Vlak voor de jaarwende trekken we nog snelsnel een flink blik filmpjes open. Te weten :
















De recent overleden Nobelprijswinnaar Harold Pinter zorgde voor het semi-autobiografische script van BETRAYAL (David Hugh Jones, 1983) en dat script leverde hem een oscarnominatie op. In korte hoofdstukjes - getoond in chronologisch omgekeerde volgorde - wordt het verloop van een overspelige relatie getoond. De gehuwde literaire agent Jerry (Jeremy Irons) begint een relatie met de vrouw van zijn goede vriend en uitgever Robert (Ben Kingsley). Nogal toneelmatige en steriele film die zich wel kan buigen op voortreffelijk acteerwerk.

Het stond in de sterren geschreven dat regisseur Jim Jarmusch en acteur Bill Murray elkaar vroeg of laat zouden treffen. Dit gebeurde in BROKEN FLOWERS (2005), een uitstekende karakterstudie waarin het flegma van Murray perfect tot zijn recht komt. Kort nadat hij door zijn laatste vriendin gedumpt werd, krijgt de eeuwige vrijgezel Don een anonieme brief waarin staat dat hij een twintig jaar oude zoon heeft. Don zoekt enkele oude liefdes van weleer op en wordt gedwongen ook over zijn eigen leven na te denken. De soundtrack is een absolute aanrader.

Zhao is een vrijgezel op leeftijd die stilaan begint te wanhopen. Eén dame - een obese en bazige vrouw - lijkt bereid om met hem te trouwen maar zadelt hem al snel op met haar blinde stiefdochter, de sympathieke Wu Ying. Zhao krijgt medelijden met Wu en vat samen met enkele vrienden het plan op om Wu een bezigheid te geven : ze richten een oude fabriekshal in als massagesalon, waarin ze zelf om beurten als klant spelen.
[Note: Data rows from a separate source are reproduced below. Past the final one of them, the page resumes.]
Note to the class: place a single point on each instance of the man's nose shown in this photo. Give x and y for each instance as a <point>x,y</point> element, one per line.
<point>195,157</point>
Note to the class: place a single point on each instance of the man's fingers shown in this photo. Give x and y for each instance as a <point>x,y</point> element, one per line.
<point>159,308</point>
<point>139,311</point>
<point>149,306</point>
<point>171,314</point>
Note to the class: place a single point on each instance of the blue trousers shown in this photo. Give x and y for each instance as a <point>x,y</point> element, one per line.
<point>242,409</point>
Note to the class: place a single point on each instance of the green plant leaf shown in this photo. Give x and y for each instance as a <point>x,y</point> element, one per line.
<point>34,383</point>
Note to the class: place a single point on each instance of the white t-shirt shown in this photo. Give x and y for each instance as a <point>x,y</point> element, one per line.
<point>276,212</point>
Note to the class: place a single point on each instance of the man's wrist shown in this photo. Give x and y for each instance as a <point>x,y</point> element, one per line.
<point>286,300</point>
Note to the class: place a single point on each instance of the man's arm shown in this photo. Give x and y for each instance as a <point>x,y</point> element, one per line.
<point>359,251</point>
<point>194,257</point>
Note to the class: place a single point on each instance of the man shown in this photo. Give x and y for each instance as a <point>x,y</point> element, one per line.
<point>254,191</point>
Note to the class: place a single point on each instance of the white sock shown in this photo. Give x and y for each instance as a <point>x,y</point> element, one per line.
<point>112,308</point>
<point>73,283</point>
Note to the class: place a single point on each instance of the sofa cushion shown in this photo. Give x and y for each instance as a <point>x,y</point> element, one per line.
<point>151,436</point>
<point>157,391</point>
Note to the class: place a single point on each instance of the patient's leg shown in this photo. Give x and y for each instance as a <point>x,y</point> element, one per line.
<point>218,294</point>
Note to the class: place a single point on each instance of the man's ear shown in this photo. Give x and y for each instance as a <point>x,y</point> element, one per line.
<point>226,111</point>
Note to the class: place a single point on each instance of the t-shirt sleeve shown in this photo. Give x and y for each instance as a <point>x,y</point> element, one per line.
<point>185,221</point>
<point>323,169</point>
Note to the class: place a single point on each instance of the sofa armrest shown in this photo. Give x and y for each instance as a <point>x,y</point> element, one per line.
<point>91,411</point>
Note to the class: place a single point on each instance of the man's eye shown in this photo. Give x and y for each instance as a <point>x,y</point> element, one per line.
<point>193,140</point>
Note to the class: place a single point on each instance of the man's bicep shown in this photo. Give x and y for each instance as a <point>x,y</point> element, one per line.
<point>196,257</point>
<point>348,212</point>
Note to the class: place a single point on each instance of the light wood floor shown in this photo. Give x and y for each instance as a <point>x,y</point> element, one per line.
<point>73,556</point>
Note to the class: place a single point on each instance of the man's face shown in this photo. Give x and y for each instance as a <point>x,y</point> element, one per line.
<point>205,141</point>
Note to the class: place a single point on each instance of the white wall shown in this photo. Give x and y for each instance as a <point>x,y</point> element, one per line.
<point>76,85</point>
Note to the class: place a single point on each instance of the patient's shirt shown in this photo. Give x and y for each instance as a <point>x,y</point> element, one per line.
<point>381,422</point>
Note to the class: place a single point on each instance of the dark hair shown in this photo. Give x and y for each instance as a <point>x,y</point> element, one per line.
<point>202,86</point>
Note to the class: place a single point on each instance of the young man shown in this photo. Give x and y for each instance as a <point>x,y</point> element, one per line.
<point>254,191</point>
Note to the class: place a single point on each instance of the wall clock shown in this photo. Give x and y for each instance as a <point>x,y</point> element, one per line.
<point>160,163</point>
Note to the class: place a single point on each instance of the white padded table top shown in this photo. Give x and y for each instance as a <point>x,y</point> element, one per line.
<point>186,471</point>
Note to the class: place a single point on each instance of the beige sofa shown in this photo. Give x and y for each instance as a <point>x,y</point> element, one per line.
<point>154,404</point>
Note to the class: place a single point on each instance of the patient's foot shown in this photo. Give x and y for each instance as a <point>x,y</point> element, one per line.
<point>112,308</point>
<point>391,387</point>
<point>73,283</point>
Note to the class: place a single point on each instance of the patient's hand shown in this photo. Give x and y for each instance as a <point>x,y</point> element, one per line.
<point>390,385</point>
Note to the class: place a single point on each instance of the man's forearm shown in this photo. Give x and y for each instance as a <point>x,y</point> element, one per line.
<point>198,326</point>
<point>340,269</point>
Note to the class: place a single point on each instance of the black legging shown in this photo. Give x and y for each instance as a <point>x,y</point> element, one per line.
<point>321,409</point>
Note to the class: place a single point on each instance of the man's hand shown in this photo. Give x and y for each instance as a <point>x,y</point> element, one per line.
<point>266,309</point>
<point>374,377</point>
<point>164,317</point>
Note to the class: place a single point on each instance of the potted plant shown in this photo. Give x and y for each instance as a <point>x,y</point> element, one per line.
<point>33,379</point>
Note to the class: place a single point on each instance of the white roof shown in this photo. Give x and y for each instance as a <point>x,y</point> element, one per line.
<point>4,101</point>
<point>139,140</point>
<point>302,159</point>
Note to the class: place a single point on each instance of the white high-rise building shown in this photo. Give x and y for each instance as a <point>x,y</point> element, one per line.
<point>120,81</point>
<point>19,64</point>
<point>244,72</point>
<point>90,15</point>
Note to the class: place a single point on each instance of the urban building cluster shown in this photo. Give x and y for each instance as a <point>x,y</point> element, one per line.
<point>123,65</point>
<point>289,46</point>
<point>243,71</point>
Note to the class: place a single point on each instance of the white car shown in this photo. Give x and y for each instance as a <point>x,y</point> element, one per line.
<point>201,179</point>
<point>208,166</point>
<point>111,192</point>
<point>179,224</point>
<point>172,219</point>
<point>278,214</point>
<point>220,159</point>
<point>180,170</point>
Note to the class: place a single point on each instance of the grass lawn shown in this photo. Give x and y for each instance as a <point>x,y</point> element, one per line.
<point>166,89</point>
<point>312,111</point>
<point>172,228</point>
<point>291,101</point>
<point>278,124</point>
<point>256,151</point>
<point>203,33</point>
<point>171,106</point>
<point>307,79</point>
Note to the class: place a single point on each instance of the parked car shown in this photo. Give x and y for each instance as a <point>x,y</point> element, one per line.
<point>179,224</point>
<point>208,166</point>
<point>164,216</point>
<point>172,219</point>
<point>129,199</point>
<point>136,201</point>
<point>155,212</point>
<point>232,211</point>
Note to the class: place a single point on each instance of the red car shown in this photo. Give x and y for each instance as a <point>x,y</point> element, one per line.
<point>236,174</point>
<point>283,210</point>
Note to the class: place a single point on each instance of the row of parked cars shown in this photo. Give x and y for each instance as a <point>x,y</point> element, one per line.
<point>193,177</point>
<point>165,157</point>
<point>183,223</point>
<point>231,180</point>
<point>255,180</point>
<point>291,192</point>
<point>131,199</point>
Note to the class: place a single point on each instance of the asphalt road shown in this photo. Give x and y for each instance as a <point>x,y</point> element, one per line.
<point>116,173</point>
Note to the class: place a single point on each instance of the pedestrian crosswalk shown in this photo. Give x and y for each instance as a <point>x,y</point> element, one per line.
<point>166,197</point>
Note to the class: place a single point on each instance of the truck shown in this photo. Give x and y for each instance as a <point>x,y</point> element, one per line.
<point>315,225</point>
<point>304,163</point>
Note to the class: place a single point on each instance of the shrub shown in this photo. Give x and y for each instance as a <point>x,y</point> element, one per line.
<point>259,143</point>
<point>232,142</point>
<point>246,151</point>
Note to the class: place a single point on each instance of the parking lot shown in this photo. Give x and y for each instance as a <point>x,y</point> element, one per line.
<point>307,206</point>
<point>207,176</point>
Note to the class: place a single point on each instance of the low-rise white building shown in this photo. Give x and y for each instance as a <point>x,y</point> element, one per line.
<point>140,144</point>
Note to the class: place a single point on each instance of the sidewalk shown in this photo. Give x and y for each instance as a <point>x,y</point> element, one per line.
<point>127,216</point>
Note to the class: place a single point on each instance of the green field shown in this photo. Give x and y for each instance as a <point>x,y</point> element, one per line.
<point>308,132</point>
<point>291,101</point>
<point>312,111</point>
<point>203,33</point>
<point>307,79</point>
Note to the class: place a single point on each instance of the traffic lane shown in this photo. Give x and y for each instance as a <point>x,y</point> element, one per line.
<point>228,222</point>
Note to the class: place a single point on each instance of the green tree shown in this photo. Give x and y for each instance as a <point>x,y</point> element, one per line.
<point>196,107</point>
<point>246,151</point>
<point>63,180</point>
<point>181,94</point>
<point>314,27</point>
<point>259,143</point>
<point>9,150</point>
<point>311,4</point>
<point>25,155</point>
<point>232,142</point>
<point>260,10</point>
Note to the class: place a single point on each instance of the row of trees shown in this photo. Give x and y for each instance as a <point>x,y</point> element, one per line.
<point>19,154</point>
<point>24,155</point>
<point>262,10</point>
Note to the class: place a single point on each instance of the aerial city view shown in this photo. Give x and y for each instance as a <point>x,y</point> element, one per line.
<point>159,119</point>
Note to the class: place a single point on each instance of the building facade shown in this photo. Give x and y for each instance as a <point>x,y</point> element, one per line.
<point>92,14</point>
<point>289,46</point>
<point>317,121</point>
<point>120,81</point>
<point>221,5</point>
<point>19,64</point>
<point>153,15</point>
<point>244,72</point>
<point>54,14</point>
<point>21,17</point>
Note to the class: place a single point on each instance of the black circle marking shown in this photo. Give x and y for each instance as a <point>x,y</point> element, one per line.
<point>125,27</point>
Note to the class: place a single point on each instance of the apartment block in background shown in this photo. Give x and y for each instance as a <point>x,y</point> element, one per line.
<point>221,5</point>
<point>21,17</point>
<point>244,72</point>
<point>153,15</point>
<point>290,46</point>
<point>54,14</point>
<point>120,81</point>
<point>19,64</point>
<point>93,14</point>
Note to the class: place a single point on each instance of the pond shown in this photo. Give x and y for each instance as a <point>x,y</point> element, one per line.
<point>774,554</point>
Wu heeft het plannetje snel door maar speelt het spelletje mee. Haar vriendschap met de knullige Zhao doet haar de knoop doorhakken om op zoek te gaan naar haar natuurlijke vader. Met dit bitterzoete HAPPY TIMES (2000) sloot de Chinese topregisseur Zhang Yimou een periode af waarin hij enkele sociaal geïnspireerde films draaide, vooraleer aan zijn succesvolle blockbusters te beginnen (Hero uit 2002, House of flying daggers uit 2004 en Curse of the golden flower uit 2006).

In de geschiedenis van de Oscars zijn er tot op heden slechts drie films in geslaagd om 'the big five' te winnen (oscars voor beste film/regie/script/acteur/actrice). De eerste film die hierin slaagde, was de vinnige screwball-komedie IT HAPPENED ONE NIGHT (Frank Capra, 1934). Een rijkeluisdochter ontvlucht haar vader om met een fatterige nietsnut te kunnen trouwen. Tijdens haar lange busreis ontmoet ze de ontslagen journalist Peter Warne (Clark Gable) en er hangt al snel liefde in de lucht. Misschien ondertussen een tikje gedateerd en nadien gecopieerd in talloze nog scherpere screwballs, maar de flitsende dialogen tussen Gable en Claudette Colbert blijven leuk om volgen.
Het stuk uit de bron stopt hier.